No -> server-side processing.

* There might be edge cases where users would actually prefer to be warned about updates of other fields. Consider, for example, a book entry whose authors correspond to another edition to what is specified in the edition field. User A recognizes this and updates the edition to the correct edition. User B also recognizes the mistake, but chooses to keep the edition and instead updates the authors. This can be merged without any conflicts as the user update different fields, but the resulting entry is wrong.

Fuck :)

Also, if I understand the code correctly, it currently only supports versions per entry anyway.

https://github.com/JabRef/jabref/blob/fa8cc829727ffddd97a9056fd466e7098577f4d7/src/main/java/org/jabref/logic/shared/DBMSSynchronizer.java#L195

Do I miss something here?

Can't be true. Code lies. :)

tobiasdiez commented 3 years ago

I finally found a bit more time to think about this.

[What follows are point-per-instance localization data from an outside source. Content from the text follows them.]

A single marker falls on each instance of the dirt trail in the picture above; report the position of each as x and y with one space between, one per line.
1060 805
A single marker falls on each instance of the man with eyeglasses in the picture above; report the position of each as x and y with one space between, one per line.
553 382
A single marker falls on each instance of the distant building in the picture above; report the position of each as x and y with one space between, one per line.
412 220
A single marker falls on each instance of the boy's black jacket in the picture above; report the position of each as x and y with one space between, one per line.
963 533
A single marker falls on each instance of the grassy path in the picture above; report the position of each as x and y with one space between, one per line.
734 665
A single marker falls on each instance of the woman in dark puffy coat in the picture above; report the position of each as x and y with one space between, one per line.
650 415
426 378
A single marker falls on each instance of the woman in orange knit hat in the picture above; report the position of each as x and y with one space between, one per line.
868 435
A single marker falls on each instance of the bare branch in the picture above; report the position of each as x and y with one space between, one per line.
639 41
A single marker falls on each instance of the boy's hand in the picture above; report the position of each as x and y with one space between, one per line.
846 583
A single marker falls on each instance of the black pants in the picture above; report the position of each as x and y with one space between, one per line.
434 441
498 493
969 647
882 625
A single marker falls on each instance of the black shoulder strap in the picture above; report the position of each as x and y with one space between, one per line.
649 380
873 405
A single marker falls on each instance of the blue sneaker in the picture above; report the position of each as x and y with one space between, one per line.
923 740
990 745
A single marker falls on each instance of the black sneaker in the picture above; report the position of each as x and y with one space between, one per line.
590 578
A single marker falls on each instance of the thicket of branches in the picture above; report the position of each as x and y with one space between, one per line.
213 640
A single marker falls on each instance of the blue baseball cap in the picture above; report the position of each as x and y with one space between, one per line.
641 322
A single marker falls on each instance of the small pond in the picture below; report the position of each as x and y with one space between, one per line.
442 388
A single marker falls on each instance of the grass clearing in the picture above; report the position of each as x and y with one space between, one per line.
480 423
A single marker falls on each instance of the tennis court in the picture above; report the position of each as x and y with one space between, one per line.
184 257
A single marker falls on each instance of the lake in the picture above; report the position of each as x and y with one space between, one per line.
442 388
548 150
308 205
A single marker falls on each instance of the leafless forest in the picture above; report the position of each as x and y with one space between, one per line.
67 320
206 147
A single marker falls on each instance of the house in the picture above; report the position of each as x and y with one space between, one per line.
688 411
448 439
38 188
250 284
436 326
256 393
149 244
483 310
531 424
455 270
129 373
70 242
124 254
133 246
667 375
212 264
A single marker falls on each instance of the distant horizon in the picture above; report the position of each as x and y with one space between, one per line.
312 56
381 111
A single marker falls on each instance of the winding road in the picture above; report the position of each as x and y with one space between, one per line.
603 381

Olly had a very good point during the DevCall pointing out that users can also edit entries outside of JabRef, and this needs be picked up by JabRef before it syncs (so the scenario is: user closes jabref > edits bib file manually > starts jabref). Regardless of where we save the local version number (in the entry or in a separate file next to the entry), the user edits don't trigger an update of the version number and thus the sync algorithm gets confused. This means we need a reliable way to make sure the local version is increased also when the user changes the bib file.

My proposal for this is as follows: In a separate file (called "sync file" in the following), we save the following:

Once JabRef starts (or more exactly loads the bib file) and there is a sync file, then JabRef will compute the hashes for all entries and compares them with the hashes in the sync file. If the hashes coincide, then we do nothing. But if the hashes are different, the user changed the entry manually and we increase the local version number. Only after this update progress, the sync with the server is initiated.

@JabRef/developers What do you think?

I'll update the issue description with the new proposal.

calixtus commented 3 years ago

Does this mean we need keep two files in the future for one library - a library file and a hash file? This would be probably the worst solution imho.

tobiasdiez commented 3 years ago

One could also store the hash in the entry itself.

But why do you think a separate file is not a good solution? There are certain advantages of storing this externally, like not polluting the entry with sync-related data (makes it easier to send the entry to other people) and users cannot accidentally delete/modify the sync-data making everything more robust. On the other hand, it shouldn't be too hard to store the file out of sight of the user (say in %AppData%) so that they don't even notice we keep this data.

calixtus commented 3 years ago

My concern was regarding the portability of the libraries across different PCs. Would you have to share the hash files then too?

tobiasdiez commented 3 years ago

No, the user doesn't need to copy these hash files and they are solely managed by JabRef. If the hash file is not existing, then JabRef downloads the most recent version of the entries from the database, and compares them with the local entries. Any changes are treated as conflicts and need to be handled manually by the user (since we don't know which version is older/newer). And then the hash file is created.

However, if the database is sync externally as well (say using git or dropbox), there is a small performance advantage to sync the hashed file as well (which can be taken as an argument for embedding the hash in the entry itself). For example, consider the following scenario (with no sharing of the hashed file):

If the hash file are shared, then the changes via the git sync are not recognized as external changes and no unnecessary server query is invoked.

That's the only small advantage I see for storing the hashed entry in the entry itself.

calixtus commented 3 years ago

Yes, that was more or less what I meant. 😅 But if you say the performance disadvantage is negligible if not sharing the hash file as well, I guess it's ok.